Reframe Reality to Handle Mistakes More Easily

The secret to handling mistakes is to:

  • Expect them as part of the process of growth and development.
  • Have an experimental mindset.
  • Think in evolutional rather than fixed terms.

When we accept change as the natural structure of the world, our vulnerability and humanness lets us work with the ebb and flow of life.

Advertising

When we recognize the inevitability of mistakes as part of the ongoing experiment which life is, then we can relax more. In doing so we may make fewer of them.

It also helps to keep in mind that trial and error is an organic natural way of living. It is how we have evolved over time. It is better to be with our natural evolution than to fight it and make life harder.

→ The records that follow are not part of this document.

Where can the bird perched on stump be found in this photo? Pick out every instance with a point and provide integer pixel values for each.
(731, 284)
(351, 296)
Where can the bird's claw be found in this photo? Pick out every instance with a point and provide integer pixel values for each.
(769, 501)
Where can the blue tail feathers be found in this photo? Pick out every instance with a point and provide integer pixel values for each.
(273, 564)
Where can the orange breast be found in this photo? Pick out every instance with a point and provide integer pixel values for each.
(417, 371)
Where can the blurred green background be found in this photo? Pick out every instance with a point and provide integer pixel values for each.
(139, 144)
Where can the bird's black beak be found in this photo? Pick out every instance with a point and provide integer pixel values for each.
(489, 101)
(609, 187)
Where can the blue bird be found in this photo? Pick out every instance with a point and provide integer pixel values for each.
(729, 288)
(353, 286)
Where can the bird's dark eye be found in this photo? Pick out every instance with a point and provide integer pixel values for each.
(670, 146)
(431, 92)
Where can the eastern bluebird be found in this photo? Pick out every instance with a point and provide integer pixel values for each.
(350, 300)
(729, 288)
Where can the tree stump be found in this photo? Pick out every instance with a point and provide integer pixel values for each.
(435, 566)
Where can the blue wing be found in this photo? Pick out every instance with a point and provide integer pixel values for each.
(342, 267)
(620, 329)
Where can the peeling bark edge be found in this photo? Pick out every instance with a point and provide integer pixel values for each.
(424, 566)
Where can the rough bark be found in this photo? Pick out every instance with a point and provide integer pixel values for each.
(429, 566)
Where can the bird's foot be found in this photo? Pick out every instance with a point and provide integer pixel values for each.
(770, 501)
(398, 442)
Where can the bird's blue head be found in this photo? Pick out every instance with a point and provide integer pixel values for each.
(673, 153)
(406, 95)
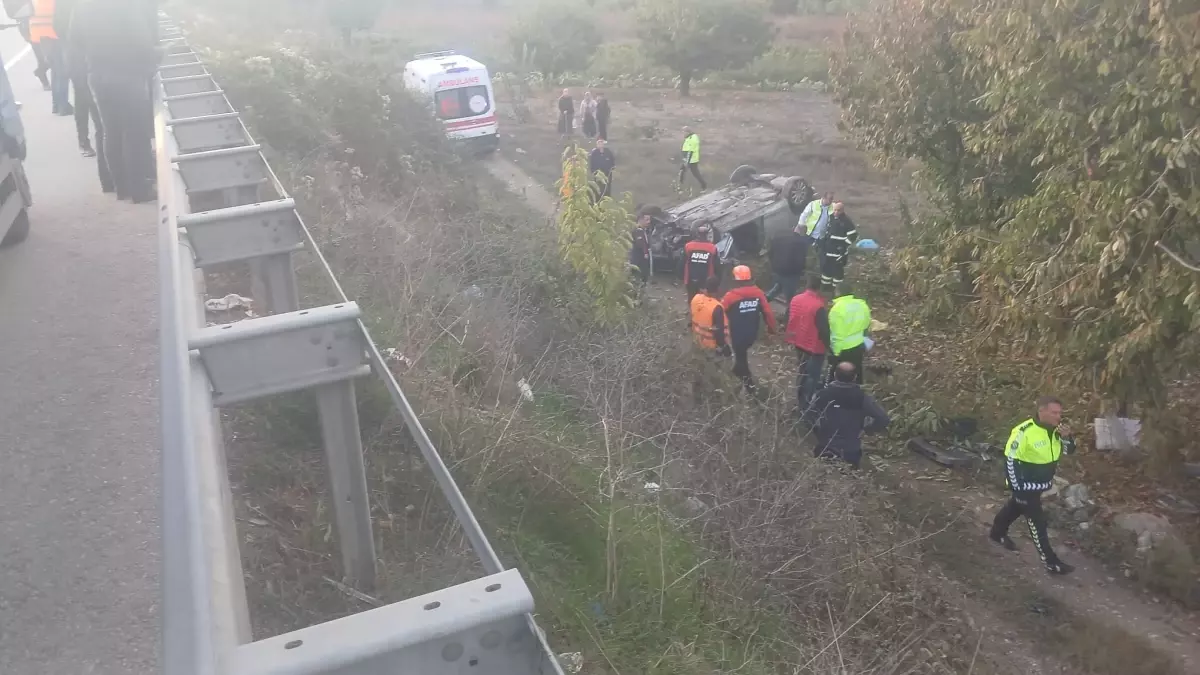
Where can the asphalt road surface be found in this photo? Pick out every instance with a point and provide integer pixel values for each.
(78, 413)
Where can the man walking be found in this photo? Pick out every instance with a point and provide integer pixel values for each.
(743, 306)
(700, 261)
(840, 238)
(849, 321)
(789, 258)
(601, 160)
(1031, 458)
(119, 46)
(840, 414)
(691, 157)
(808, 330)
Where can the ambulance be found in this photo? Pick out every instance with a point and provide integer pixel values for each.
(461, 94)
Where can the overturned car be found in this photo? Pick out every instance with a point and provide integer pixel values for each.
(739, 214)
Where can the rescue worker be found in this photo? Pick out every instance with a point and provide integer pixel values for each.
(119, 43)
(640, 252)
(839, 239)
(708, 329)
(700, 261)
(1031, 458)
(808, 330)
(840, 414)
(691, 157)
(815, 217)
(789, 258)
(849, 322)
(41, 33)
(744, 305)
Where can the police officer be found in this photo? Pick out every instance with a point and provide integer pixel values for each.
(850, 317)
(700, 261)
(1031, 458)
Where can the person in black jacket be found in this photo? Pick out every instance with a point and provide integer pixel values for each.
(840, 414)
(787, 254)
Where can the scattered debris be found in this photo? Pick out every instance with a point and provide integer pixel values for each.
(231, 302)
(948, 457)
(571, 662)
(353, 593)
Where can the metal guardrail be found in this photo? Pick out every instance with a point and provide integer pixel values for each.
(220, 202)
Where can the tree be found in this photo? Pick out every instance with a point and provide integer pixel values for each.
(693, 37)
(555, 39)
(1061, 142)
(594, 238)
(348, 16)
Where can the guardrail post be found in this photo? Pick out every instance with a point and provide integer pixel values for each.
(337, 407)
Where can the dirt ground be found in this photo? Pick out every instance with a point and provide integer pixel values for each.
(792, 133)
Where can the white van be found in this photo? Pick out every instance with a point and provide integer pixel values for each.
(461, 93)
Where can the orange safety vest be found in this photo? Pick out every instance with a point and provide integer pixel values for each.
(41, 24)
(702, 320)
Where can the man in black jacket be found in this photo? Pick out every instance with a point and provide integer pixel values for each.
(118, 41)
(840, 414)
(787, 252)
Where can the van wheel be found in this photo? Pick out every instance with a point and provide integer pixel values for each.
(19, 230)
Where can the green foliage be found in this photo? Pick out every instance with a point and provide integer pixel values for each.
(693, 37)
(594, 238)
(1060, 141)
(555, 37)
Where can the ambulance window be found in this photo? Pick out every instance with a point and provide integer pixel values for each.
(462, 102)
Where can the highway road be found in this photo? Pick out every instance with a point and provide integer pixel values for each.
(78, 414)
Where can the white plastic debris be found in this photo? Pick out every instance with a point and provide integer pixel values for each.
(229, 302)
(571, 662)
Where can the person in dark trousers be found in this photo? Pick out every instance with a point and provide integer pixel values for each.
(840, 238)
(789, 254)
(840, 414)
(19, 11)
(744, 306)
(601, 160)
(118, 42)
(1031, 458)
(850, 318)
(700, 261)
(565, 113)
(691, 157)
(604, 113)
(808, 330)
(640, 252)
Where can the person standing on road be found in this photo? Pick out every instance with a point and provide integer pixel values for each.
(808, 330)
(565, 114)
(691, 159)
(119, 46)
(21, 11)
(41, 33)
(840, 414)
(604, 113)
(839, 239)
(1031, 458)
(789, 255)
(700, 261)
(815, 217)
(850, 318)
(588, 115)
(743, 308)
(601, 160)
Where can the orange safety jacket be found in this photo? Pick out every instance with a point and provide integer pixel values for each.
(41, 23)
(708, 321)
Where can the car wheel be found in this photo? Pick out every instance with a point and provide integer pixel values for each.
(743, 174)
(19, 230)
(798, 193)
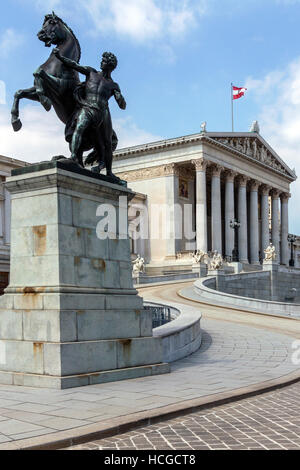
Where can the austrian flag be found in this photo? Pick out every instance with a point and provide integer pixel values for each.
(238, 92)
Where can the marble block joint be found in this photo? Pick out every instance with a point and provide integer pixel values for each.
(70, 315)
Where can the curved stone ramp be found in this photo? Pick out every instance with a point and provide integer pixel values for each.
(235, 360)
(219, 298)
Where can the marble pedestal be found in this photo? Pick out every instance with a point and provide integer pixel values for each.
(70, 315)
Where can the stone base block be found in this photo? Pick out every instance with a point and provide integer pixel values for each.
(72, 381)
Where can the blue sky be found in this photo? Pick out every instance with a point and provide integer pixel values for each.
(177, 59)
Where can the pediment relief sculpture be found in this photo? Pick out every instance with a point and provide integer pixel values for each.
(253, 148)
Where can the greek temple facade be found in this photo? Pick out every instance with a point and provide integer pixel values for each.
(237, 187)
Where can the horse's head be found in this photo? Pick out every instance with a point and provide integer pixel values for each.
(53, 30)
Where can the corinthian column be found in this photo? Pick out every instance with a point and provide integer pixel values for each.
(243, 231)
(265, 225)
(216, 209)
(229, 213)
(275, 222)
(285, 228)
(201, 204)
(254, 235)
(171, 173)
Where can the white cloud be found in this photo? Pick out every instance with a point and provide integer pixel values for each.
(278, 96)
(130, 134)
(142, 20)
(9, 40)
(42, 135)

When we adopt an evolutional mindset and see ourselves as part of the ongoing human experiment, we can appreciate that all that has been built up over time which includes the many mistakes our ancestors have made over thousands of years. Each one of us today is a part of that human tradition of learning and experimenting,

Mistakes are part of the trial and error, experimental nature of life. The more you adopt the experimental, evolutional frame, the easier it becomes to handle mistakes.

Handling mistakes well can help you relax and enjoy all aspects of life more.